WEB CRAWLING AND DATA STRUCTURING FROM HETEROGENEOUS SOURCES AT SCALE. A PARALLEL WEB INTELLIGENCE INFRASTRUCTURE FOR COLLECTING DATA FROM TENS OF THOUSANDS OF SOURCES: ARCHITECTURAL APPROACHES PRIOR TO THE ERA OF LLMS AND VECTOR DATABASES

ВЕБ-КРАУЛИНГ И СТРУКТУРИЗАЦИЯ ДАННЫХ ИЗ ГЕТЕРОГЕННЫХ ИСТОЧНИКОВ В МАСШТАБЕ. ПАРАЛЛЕЛЬНАЯ ВЕБ-РАЗВЕДОЧНАЯ ИНФРАСТРУКТУРА ДЛЯ СБОРА ДАННЫХ ИЗ ДЕСЯТКОВ ТЫСЯЧ ИСТОЧНИКОВ: АРХИТЕКТУРНЫЕ ПОДХОДЫ ДО ЭПОХИ LLM И ВЕКТОРНЫХ БАЗ ДАННЫХ
Redko D.
Цитировать:
Redko D. WEB CRAWLING AND DATA STRUCTURING FROM HETEROGENEOUS SOURCES AT SCALE. A PARALLEL WEB INTELLIGENCE INFRASTRUCTURE FOR COLLECTING DATA FROM TENS OF THOUSANDS OF SOURCES: ARCHITECTURAL APPROACHES PRIOR TO THE ERA OF LLMS AND VECTOR DATABASES // Universum: технические науки : электрон. научн. журн. 2026. 5(146). URL: https://7universum.com/ru/tech/archive/item/22672 (дата обращения: 28.05.2026).
Прочитать статью:
DOI - 10.32743/UniTech.2026.146.5.22672
Статья поступила в редакцию: 21.04.2026
Принята к публикации: 23.04.2026
Опубликована: 28.05.2026

 

УДК 004.7

ABSTRACT

The article examines architectural approaches to web crawling and the subsequent structuring of data when working with large arrays of heterogeneous Internet sources. It is shown that the foundation of large-scale information collection was formed long before the emergence of large language models and vector databases. The main role in such systems was played by a distributed crawler, a URL frontier, crawl prioritization rules, filtering, extraction of meaningful page fragments, field normalization, and transformation of results into a unified schema. Special attention is paid to focused crawling as a means of reducing the share of irrelevant downloads and increasing the usefulness of the data flow. A comparison is made between classical solutions and the capabilities of LLMs, leading to the conclusion that modern language models deliver the greatest effect at the stages of semantic matching, feature extraction from weakly structured text, and transformation of records into a unified representation, while the core engineering infrastructure of large-scale crawling is still determined by classical architectural principles.

АННОТАЦИЯ

В статье рассматриваются архитектурные подходы к веб-краулингу и последующей структуризации данных при работе с большими массивами разнородных интернет-источников. Показано, что основа крупномасштабного сбора информации была сформирована задолго до появления больших языковых моделей и векторных баз данных. Основную роль в подобных системах играли распределенный краулер, очередь URL, правила приоритизации обхода, фильтрация, извлечение содержательных фрагментов страницы, нормализация полей и сведение результатов к единой схеме. Отдельное внимание уделено focused crawling как средству сокращения доли нерелевантных загрузок и повышения полезности потока данных. Проведено сопоставление классических решений и возможностей LLM, по результатам чего сделан вывод, что современные языковые модели обеспечивают наибольший эффект на стадиях смыслового сопоставления, извлечения признаков из слабоструктурированного текста и приведения записей к единому представлению, в то время как базовая инженерная инфраструктура массового краулинга по-прежнему определяется классическими архитектурными принципами.

 

Keywords: web crawling, large-scale crawler, focused crawling, data structuring, heterogeneous sources, OSINT, market intelligence, data extraction, LLM, deep web.

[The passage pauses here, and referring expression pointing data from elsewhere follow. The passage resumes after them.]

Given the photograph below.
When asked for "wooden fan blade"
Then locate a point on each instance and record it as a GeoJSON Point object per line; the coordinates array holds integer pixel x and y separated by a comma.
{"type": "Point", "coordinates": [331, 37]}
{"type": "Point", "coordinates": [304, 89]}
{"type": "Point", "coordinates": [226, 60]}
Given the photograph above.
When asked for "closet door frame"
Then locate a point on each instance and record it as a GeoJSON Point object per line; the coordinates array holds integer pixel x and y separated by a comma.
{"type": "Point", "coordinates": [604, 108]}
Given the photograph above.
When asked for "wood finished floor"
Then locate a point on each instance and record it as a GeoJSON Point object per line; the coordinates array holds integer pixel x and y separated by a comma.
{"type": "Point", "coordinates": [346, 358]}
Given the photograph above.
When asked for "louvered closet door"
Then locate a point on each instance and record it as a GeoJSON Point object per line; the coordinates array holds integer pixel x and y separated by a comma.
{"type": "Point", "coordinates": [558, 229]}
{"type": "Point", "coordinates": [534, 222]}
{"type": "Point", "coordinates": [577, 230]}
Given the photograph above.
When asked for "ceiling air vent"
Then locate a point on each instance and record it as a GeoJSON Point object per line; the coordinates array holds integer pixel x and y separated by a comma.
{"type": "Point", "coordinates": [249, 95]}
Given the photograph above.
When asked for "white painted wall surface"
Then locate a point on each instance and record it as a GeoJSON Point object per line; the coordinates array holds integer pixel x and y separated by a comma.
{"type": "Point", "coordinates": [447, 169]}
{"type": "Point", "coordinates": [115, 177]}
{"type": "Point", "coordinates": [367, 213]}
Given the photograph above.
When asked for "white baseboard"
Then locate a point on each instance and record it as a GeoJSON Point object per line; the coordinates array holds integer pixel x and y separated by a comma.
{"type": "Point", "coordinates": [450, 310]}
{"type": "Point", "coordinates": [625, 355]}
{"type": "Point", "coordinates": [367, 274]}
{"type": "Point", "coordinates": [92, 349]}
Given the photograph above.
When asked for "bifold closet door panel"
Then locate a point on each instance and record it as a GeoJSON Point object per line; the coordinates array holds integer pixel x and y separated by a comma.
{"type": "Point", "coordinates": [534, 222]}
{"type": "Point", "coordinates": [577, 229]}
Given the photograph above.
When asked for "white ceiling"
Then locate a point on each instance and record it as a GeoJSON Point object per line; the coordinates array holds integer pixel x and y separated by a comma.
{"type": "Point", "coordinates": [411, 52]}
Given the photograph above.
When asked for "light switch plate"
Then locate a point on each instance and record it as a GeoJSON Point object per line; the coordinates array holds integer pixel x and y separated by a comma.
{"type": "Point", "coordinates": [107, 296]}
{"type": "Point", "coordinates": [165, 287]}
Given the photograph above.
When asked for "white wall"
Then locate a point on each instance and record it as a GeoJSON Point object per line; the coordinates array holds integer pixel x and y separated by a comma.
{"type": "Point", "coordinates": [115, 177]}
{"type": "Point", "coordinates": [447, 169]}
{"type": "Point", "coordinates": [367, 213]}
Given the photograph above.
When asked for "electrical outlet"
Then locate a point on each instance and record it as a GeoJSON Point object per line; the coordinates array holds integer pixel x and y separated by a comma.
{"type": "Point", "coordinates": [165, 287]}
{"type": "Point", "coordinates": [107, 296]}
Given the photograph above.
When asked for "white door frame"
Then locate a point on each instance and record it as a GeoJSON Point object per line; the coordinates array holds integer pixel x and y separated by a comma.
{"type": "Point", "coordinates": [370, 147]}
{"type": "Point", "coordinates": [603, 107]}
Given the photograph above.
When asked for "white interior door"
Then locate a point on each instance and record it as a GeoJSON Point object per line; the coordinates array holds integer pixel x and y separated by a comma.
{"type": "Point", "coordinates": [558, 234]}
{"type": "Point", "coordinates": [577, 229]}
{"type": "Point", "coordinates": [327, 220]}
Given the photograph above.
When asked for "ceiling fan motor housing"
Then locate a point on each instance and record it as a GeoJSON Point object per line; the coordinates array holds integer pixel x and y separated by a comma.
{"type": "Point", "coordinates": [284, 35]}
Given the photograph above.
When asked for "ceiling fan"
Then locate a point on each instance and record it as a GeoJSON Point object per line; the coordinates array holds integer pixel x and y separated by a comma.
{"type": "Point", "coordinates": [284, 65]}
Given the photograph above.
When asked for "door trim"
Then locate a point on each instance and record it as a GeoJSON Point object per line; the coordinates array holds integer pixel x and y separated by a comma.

Ключевые слова: веб-краулинг, large-scale crawler, focused crawling, структуризация данных, гетерогенные источники, OSINT, market intelligence, извлечение данных, LLM, deep web.

 

Introduction. The growth in the number of digital sources and the accelerating pace of web content updates have made large-scale data collection a central task in applied analytics. In particular, this concerns systems that must regularly crawl thousands and tens of thousands of websites, extract relevant information, eliminate noise, track changes, and convert the results into a form suitable for comparison. Such solutions are widely used in OSINT, market intelligence, competitor monitoring, news analytics, job market analysis, and the monitoring of industry platforms, among other domains. In this context, a web crawler should be viewed as a programmable, scalable, and distributed component, which makes it possible to examine its structure and functions in relation to the evolution of web intelligence systems [8].

In real-world scenarios, however, value arises from maintaining a continuous stream of verifiable and comparable data; accordingly, large-scale crawling has always addressed two interrelated tasks: the first involves organizing a stable and resource-efficient crawl of sources, while the second concerns transforming raw web material into a structured dataset in which records can be compared on the basis of common attributes. It is therefore unsurprising that the rise of large language models has intensified attention to the second task; nevertheless, the core engineering framework of such systems emerged much earlier and was shaped within the scope of classical research on distributed and focused crawling.

The aim of this study is to conduct a comparative analysis and to develop an algorithm for a parallel web intelligence infrastructure designed to collect data from tens of thousands of sources.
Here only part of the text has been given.